Luego se desenmascaran los representantes de partidos políticos internacionalmente organizados como los que integran el Foro de Sao Paulo, que se apresuran a reconocer la victoria del candidato de izquierda al margen de cualquier norma democrática. Frente a ellos, la Cancillería local no actúa sea porque su tradición es esencialmente interestatal, sea por militancia eventual de algunos de sus miembros de mayor visibilidad (entre los que se encuentran aquellos que se acercan públicamente al candidato correspondiente y los que han pertenecido a organismos observadores).


Y finalmente están los gobiernos (Argentina, Venezuela, Bolivia, etc.) y ex-gobernantes (Correa, Morales, etc.) que se pronuncian en el mismo sentido. Sólo en relación a los primeros la diplomacia local encuentra algún medio de defensa (quizás sólo decorosa) en tanto permiten la remisión de tradicionales notas de protesta a raíz de normas interestatales violentadas (el principio de no intervención).
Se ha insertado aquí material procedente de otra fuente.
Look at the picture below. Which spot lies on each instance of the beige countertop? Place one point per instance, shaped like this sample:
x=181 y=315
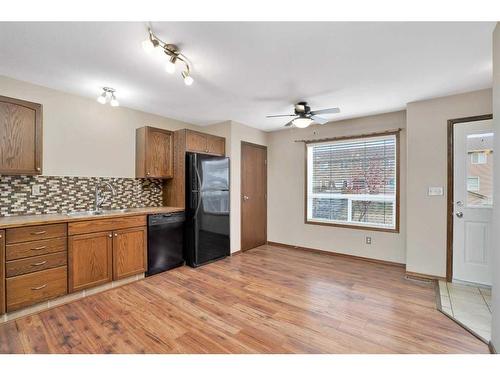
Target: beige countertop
x=26 y=220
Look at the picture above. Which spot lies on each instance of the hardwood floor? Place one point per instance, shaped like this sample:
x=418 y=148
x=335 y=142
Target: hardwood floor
x=266 y=300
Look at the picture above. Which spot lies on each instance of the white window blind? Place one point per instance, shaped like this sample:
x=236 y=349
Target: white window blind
x=353 y=182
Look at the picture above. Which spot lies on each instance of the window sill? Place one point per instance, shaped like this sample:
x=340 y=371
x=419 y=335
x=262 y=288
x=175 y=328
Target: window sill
x=350 y=226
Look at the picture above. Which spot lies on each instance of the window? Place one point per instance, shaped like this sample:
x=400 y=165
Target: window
x=478 y=158
x=473 y=183
x=353 y=182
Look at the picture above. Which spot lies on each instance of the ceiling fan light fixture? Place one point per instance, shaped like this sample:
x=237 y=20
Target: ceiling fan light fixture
x=302 y=122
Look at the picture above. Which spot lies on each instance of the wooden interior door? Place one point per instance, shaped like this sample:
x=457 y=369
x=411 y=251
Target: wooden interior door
x=89 y=260
x=129 y=252
x=20 y=137
x=2 y=272
x=253 y=195
x=473 y=202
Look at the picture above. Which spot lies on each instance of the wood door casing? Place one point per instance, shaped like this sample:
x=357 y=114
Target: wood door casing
x=20 y=137
x=253 y=186
x=129 y=252
x=89 y=260
x=2 y=272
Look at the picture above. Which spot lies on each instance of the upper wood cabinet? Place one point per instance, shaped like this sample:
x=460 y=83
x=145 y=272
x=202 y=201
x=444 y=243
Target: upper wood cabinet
x=188 y=141
x=89 y=260
x=2 y=272
x=205 y=143
x=129 y=252
x=20 y=137
x=154 y=153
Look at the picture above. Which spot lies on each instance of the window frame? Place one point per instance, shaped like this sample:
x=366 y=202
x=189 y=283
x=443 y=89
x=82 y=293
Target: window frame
x=478 y=154
x=396 y=134
x=478 y=179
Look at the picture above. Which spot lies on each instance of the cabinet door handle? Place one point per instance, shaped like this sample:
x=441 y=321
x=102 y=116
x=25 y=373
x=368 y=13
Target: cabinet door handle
x=38 y=264
x=39 y=248
x=39 y=287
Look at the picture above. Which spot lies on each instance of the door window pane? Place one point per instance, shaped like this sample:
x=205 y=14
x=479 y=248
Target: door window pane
x=480 y=170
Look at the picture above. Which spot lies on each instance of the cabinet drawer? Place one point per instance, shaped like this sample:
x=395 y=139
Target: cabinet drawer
x=35 y=287
x=34 y=264
x=35 y=248
x=103 y=225
x=37 y=232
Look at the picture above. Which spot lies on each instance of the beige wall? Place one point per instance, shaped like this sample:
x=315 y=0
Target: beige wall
x=495 y=332
x=82 y=137
x=235 y=133
x=286 y=180
x=427 y=166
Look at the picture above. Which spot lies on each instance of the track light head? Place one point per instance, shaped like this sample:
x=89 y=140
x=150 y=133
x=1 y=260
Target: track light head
x=188 y=80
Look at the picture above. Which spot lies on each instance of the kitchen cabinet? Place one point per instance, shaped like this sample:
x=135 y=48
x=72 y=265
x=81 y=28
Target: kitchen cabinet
x=2 y=272
x=89 y=260
x=31 y=288
x=35 y=267
x=20 y=137
x=186 y=140
x=129 y=252
x=204 y=143
x=154 y=153
x=104 y=250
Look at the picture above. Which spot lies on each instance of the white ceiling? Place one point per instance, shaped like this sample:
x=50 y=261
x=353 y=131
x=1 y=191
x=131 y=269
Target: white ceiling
x=244 y=71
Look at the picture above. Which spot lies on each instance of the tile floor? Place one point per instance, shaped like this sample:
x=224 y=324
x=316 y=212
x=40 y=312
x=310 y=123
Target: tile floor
x=468 y=304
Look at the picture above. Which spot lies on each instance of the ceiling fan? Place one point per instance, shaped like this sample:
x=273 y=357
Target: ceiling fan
x=305 y=117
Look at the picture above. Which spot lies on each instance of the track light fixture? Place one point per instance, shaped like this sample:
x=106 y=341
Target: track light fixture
x=108 y=95
x=158 y=48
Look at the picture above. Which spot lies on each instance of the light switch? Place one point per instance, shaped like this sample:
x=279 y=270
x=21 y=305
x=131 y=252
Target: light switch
x=35 y=189
x=435 y=190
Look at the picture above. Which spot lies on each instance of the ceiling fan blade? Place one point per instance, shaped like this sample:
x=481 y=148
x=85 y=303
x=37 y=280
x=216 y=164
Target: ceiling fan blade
x=319 y=120
x=327 y=110
x=280 y=116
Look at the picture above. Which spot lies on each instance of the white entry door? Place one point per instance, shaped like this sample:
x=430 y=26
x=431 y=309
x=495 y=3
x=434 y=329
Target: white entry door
x=473 y=201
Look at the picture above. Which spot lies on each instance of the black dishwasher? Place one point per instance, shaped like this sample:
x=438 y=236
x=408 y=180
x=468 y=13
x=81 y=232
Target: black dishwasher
x=165 y=242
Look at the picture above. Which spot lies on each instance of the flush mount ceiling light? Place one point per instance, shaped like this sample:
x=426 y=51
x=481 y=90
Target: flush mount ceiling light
x=158 y=48
x=108 y=95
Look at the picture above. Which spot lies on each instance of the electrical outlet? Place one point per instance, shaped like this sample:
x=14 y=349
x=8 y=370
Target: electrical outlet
x=35 y=190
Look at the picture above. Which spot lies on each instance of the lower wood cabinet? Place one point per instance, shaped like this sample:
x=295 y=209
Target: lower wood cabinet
x=35 y=287
x=129 y=252
x=98 y=258
x=89 y=260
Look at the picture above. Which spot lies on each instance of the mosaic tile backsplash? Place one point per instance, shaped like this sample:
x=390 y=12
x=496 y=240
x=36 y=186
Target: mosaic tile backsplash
x=66 y=194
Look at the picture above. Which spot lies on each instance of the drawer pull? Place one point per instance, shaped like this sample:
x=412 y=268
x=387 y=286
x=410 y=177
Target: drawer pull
x=38 y=264
x=39 y=248
x=39 y=287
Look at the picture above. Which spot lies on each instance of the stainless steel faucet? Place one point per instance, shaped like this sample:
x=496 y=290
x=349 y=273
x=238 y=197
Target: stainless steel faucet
x=99 y=198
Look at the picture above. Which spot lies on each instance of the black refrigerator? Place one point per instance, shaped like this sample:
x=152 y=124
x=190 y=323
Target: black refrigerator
x=207 y=209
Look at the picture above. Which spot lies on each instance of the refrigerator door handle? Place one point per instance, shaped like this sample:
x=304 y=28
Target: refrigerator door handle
x=198 y=178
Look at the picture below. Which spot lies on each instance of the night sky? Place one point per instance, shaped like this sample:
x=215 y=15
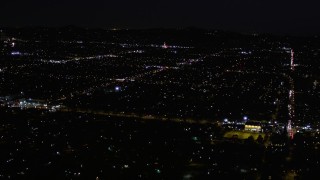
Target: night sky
x=273 y=16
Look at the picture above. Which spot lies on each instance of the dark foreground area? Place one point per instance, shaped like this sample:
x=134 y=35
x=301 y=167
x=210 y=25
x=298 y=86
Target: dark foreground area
x=40 y=145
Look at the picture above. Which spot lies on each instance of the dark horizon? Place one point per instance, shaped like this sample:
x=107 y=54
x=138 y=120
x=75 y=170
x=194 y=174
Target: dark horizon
x=272 y=17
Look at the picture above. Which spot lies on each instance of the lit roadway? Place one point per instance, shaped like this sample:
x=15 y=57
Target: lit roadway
x=136 y=115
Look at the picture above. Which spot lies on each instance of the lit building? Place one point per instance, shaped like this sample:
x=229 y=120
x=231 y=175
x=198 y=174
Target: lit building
x=253 y=126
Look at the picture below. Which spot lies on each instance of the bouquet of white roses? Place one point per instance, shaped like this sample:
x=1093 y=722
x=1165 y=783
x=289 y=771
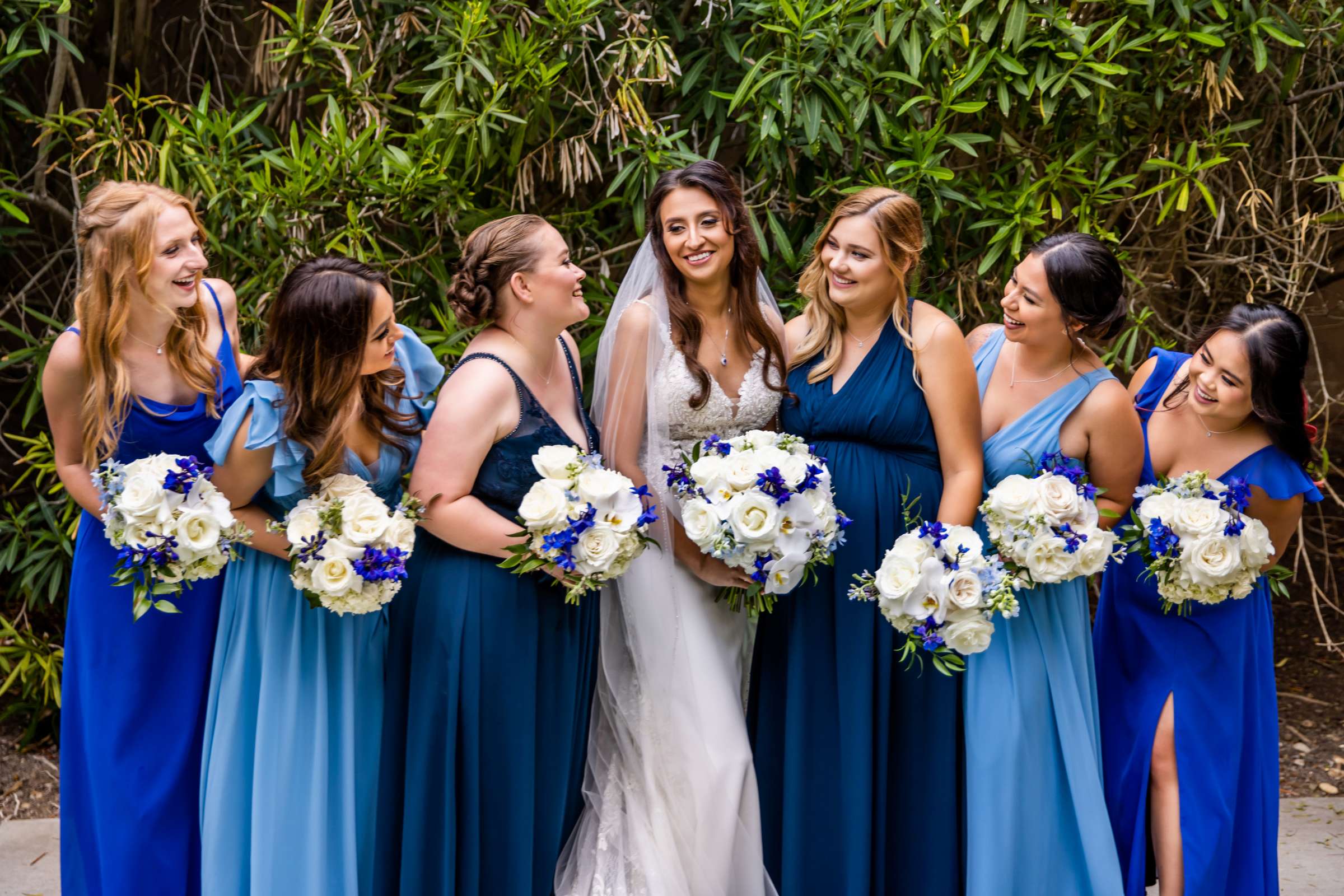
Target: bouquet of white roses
x=347 y=551
x=1197 y=540
x=761 y=503
x=582 y=517
x=1045 y=527
x=171 y=526
x=937 y=589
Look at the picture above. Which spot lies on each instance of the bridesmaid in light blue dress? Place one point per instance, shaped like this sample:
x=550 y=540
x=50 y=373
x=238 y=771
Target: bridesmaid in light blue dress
x=296 y=695
x=135 y=691
x=1190 y=712
x=1035 y=809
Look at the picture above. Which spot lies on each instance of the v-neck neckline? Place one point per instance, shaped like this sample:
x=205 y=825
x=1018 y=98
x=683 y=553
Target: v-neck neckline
x=864 y=361
x=993 y=367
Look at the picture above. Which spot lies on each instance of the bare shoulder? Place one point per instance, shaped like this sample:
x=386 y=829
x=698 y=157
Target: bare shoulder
x=931 y=327
x=979 y=336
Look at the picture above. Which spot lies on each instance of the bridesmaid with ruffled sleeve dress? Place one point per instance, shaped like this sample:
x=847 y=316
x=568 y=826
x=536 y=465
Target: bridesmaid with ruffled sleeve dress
x=293 y=726
x=1190 y=715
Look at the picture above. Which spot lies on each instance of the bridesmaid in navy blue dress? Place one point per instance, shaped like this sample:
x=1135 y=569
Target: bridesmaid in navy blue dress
x=150 y=367
x=859 y=759
x=1188 y=708
x=489 y=675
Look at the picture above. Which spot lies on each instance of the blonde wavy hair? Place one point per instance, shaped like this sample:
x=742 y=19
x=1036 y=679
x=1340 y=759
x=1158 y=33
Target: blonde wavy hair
x=899 y=223
x=116 y=235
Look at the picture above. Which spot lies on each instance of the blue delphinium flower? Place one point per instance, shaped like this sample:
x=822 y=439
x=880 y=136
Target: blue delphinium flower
x=772 y=483
x=1161 y=540
x=382 y=566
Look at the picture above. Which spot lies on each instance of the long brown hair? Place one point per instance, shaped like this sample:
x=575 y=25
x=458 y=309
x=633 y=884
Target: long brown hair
x=116 y=237
x=716 y=180
x=899 y=225
x=315 y=348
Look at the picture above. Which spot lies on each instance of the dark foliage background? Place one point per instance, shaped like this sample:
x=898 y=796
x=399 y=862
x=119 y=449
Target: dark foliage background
x=1202 y=137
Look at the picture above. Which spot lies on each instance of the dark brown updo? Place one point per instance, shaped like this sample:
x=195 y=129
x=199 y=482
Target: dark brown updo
x=492 y=254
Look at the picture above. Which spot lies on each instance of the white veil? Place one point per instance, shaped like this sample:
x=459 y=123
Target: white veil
x=652 y=735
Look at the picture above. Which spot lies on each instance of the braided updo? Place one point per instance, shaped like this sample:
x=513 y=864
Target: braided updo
x=492 y=254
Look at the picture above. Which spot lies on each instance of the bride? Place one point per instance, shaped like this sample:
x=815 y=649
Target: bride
x=693 y=348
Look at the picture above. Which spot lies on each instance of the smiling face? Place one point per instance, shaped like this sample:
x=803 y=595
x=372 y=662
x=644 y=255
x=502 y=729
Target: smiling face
x=696 y=234
x=858 y=273
x=1221 y=378
x=178 y=262
x=554 y=284
x=384 y=335
x=1032 y=314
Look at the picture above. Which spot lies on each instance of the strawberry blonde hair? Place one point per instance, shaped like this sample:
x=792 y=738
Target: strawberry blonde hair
x=899 y=225
x=116 y=237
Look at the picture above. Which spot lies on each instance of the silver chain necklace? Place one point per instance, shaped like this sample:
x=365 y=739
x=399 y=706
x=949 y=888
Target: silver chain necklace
x=1012 y=375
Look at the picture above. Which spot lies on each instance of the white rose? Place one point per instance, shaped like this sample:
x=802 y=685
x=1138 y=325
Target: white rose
x=741 y=470
x=198 y=531
x=1211 y=561
x=1058 y=499
x=753 y=516
x=1096 y=551
x=1047 y=561
x=760 y=438
x=1158 y=507
x=967 y=632
x=912 y=546
x=709 y=469
x=964 y=589
x=1257 y=546
x=342 y=486
x=1014 y=497
x=794 y=469
x=401 y=533
x=143 y=496
x=334 y=575
x=554 y=461
x=363 y=517
x=784 y=574
x=300 y=524
x=898 y=577
x=545 y=506
x=963 y=538
x=599 y=487
x=596 y=550
x=1195 y=517
x=931 y=595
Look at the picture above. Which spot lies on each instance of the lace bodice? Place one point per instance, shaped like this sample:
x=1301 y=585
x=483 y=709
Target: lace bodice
x=720 y=416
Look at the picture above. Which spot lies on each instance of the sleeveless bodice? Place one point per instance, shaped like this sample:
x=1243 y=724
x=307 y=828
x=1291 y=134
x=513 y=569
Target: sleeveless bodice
x=879 y=406
x=507 y=472
x=179 y=429
x=1019 y=445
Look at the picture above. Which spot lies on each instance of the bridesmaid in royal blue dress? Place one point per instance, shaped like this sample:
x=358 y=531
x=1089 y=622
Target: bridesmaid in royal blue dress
x=150 y=367
x=1190 y=716
x=296 y=695
x=859 y=759
x=1035 y=810
x=489 y=673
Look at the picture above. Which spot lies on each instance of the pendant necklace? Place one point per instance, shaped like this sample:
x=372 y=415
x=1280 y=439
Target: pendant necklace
x=724 y=348
x=159 y=349
x=1012 y=375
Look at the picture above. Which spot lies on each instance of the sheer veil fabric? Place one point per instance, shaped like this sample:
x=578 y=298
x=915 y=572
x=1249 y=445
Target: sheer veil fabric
x=670 y=790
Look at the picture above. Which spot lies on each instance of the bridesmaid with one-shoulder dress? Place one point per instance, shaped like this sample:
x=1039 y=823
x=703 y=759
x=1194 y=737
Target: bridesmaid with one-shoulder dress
x=135 y=692
x=1035 y=809
x=859 y=759
x=1190 y=722
x=491 y=673
x=293 y=727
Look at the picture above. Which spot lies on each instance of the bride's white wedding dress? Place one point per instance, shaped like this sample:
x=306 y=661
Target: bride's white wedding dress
x=670 y=793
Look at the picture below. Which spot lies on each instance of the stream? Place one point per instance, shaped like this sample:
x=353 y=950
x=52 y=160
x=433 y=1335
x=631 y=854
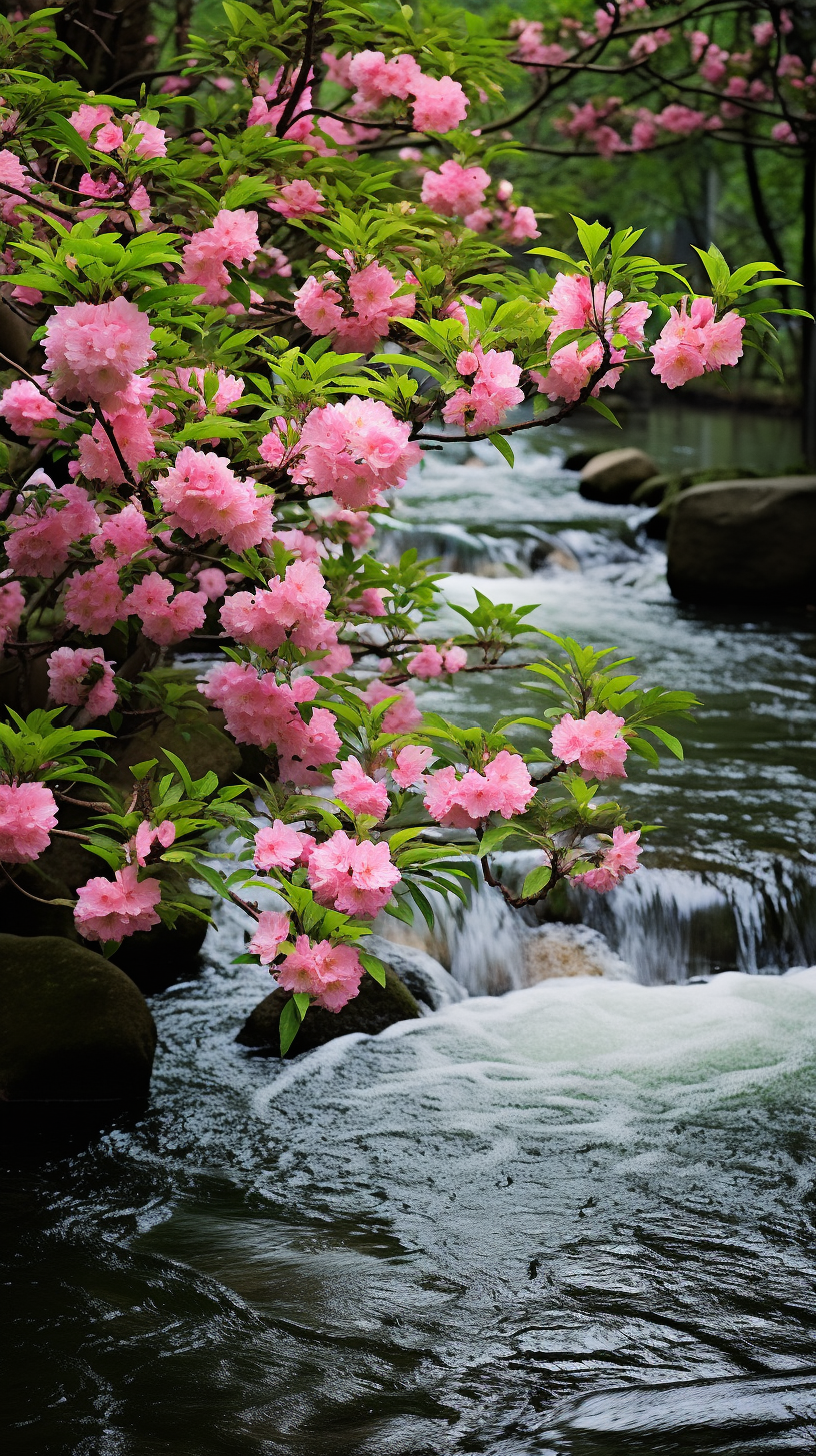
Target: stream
x=571 y=1217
Por lo demás, cuesta creer que la matriz de la institución que ejerce la política exterior, que tiene hace años representantes en el interior del país, no haya estado enterada de la corriente social que se formaba en estos tiempos alrededor del candidato Castillo. Si no lo estuvo, reveló una flaqueza adicional.


A este conjunto de factores debería poder añadirse la actitud de los denominados poderes fácticos (por lo menos, los empresariales). Pero hoy éstos guardan silencio medieval o trabajan en la oscuridad.


Como consecuencia de esta situación de beligerancia civil, de desmembramiento nacional e impotencia estatal, es previsible, en el plano externo, una tríada de escenarios, por lo menos.


El primero indica, si gana Castillo, que la forma de entender el Estado, el interés nacional y la proyección externa cambiará radicalmente llevando al Perú hacia el extremo opuesto de lo que establece su tradición e inserción actual. En consecuencia, los interlocutores y los alineamientos nacionales prioritarios cambiarán sustantivamente para acercarnos a potencias anti-occidentales, algunas disfrazadas de patriotismo regionalista. En el proceso, puede esperarse la revisión, abierta o escondida, de los instrumentos jurídicos (tratados, por ejemplo) que hemos suscrito con nuestros interlocutores hasta hoy. Ello se facilitará por la ausencia de intermediación diplomática en tanto la Constitución faculta al Presidente a dirigir la política exterior


El segundo escenario indica que la proclividad radical de Castillo (si éste gana) y Cerrón, podría ser intermediada por un servicio diplomático que intentase cumplir con su deber o que simplemente estará luchando por su sobrevivencia frente al embate de miembros del partido ganador que se instalarían en Torre Tagle. En ese caso, la relación regimental con los principales interlocutores estaría sujeta a revisión antes que a modificación inmediata y a establecer los requerimientos de las nuevas prioridades. En ese caso, el trato con el Perú sería percibido como esencialmente incierto.


El tercer escenario es el que corresponde a un triunfo de Fujimori. En él, tampoco se mantendría el statu quo externo en tanto que, probablemente, la búsqueda de protección y seguridad externa se incrementaría. Y tampoco se mantendría el statu quo interno porque la sensación de inseguridad presidencial se expresaría en una eventual incorporación de agentes partidarios o de tecnócratas leales aunque sin repetir el escenario de 1992.


Los peruanos debemos saber a qué atenernos, especialmente si, bajo estas circunstancias, ningún gobierno podrá eventualmente cumplir el ciclo que establece la Constitución. Salvo que uno de ellos establezca una dictadura indeseable. Ésta debe ser precluida mediante un gran entendimiento nacional sobre asuntos muy concretos de necesidad nacional (sanidad y economía) y algunas reformas sociales (cobertura de servicios) que no excluyan ir a una nueva elección.